V2G – Applicant Analysis
Vehicle-to-Grid (V2G) is transitioning from technical validation to an operable market. The key is to aggregate geographically distributed EV batteries into dispatchable capacity and coordinate charging/discharging within designated time windows so as to satisfy both grid stability and user experience. Aggregation over the past five years indicates a total of 31 patents with 21 applicants participating, and a combined weighted activity score of 96. Under a four-quadrant assessment, the top three in quadrant G1 are Hyundai Motor Company, Kia Corporation, and Wobben Properties GmbH, reflecting the concurrent positioning of automakers and energy-technology right holders. The distribution of other applicants is shown in the “Applicant Analysis Chart” below.
Hyundai Motor Company: Diagnostics, Protection, and Operations in Parallel
Hyundai’s patent trajectory concentrates on three areas: (i) US20250196708A1 acquires and validates battery state via a charging controller and decides whether to discharge for sale or charge by import accordingly; (ii) US20250062620A1 places two relays in the on-board charger and coordinates their opening upon a V2G protection trigger, ensuring both timeliness and sequence; and (iii) US20230382262A1 schedules charge/discharge according to time-of-use tariffs and vehicle condition on a server side to estimate revenue while maintaining a target state of charge (SoC), thereby improving operational efficiency.
Industry developments are aligned with these patent directions. On one front, cooperation with Jeju Province advances green hydrogen, distributed energy, and commercial V2G to build a demonstrative renewable–EV interaction ecosystem ( The Korea Times; MK Business). On another front, Hyundai and Kia jointly invested in WeaveGrid to strengthen cloud-based management for bidirectional services driven by connected-vehicle data—covering charge/discharge dispatch and demand response ( WeaveGrid press release). In Europe, Hyundai cooperates with the Netherlands’ We Drive Solar to deploy a bidirectional IONIQ 5 car-sharing fleet supporting “bidirectional city” experiments, validating discharge revenues under time-of-use pricing and community storage benefits ( Hyundai Europe). Academic/industry reports further note that IONIQ 5 implements an 11 kW charge / 5 kW discharge bidirectional OBC and has undergone long-term field testing, underscoring the importance of on-vehicle diagnostics, coordinated relay interruption, and interconnection control ( IEEE Power & Energy Magazine PDF).
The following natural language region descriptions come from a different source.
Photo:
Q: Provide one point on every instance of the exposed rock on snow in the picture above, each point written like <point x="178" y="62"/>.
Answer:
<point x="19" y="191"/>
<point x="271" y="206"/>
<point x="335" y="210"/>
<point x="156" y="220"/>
Kia Corporation: Co-Development and Cloud Platforms Driving Commercialization
Kia’s patents are jointly filed with Hyundai, indicating an integrated V2G strategy spanning from vehicle-side hardware to cloud scheduling. Industrially, both companies made a joint strategic investment in the U.S.-based grid-integration software company WeaveGrid in January 2025. The platform features smart charging, load management, and grid-interaction control—including V2G and demand response—enabling dynamic discharge strategies according to time-of-use tariffs, grid demand, and remaining energy. The move complements existing V2G R&D and is intended to reinforce commercialization capability as regulations open in North America, Europe, and Asia ( PR Newswire; The EV Report).
Wobben Properties GmbH: Fleet Availability and Power Coordination at the Core
Wobben’s three U.S. patents focus on fleet-level availability management and power coordination: US12252028B2 constructs a time series of total energy based on vehicle arrival/departure predictions for grid-exchange planning; US12311797B2 forms an exchange power curve according to energy settings and power limits, allocating partial power per vehicle considering its SoC and individual constraints; and US12311799B2 dynamically controls charge/discharge during service provision using a permissible range of fleet SoC and arrival-time predictions, with probabilistic corrections to enhance system-service stability and storage availability.
Conclusion
In overview, Hyundai and Kia advance along two tracks—vehicle-side protection mechanisms and cloud-based operational strategies—while Wobben approaches from aggregation, dispatch, and availability assurance. The three are technically complementary. As bidirectional metering, standardized protocols, and market mechanisms mature, V2G will scale beyond pilots. Vehicles, parking facilities, and communities will emerge as critical storage nodes near the load side, opening new possibilities for city-level grid resilience.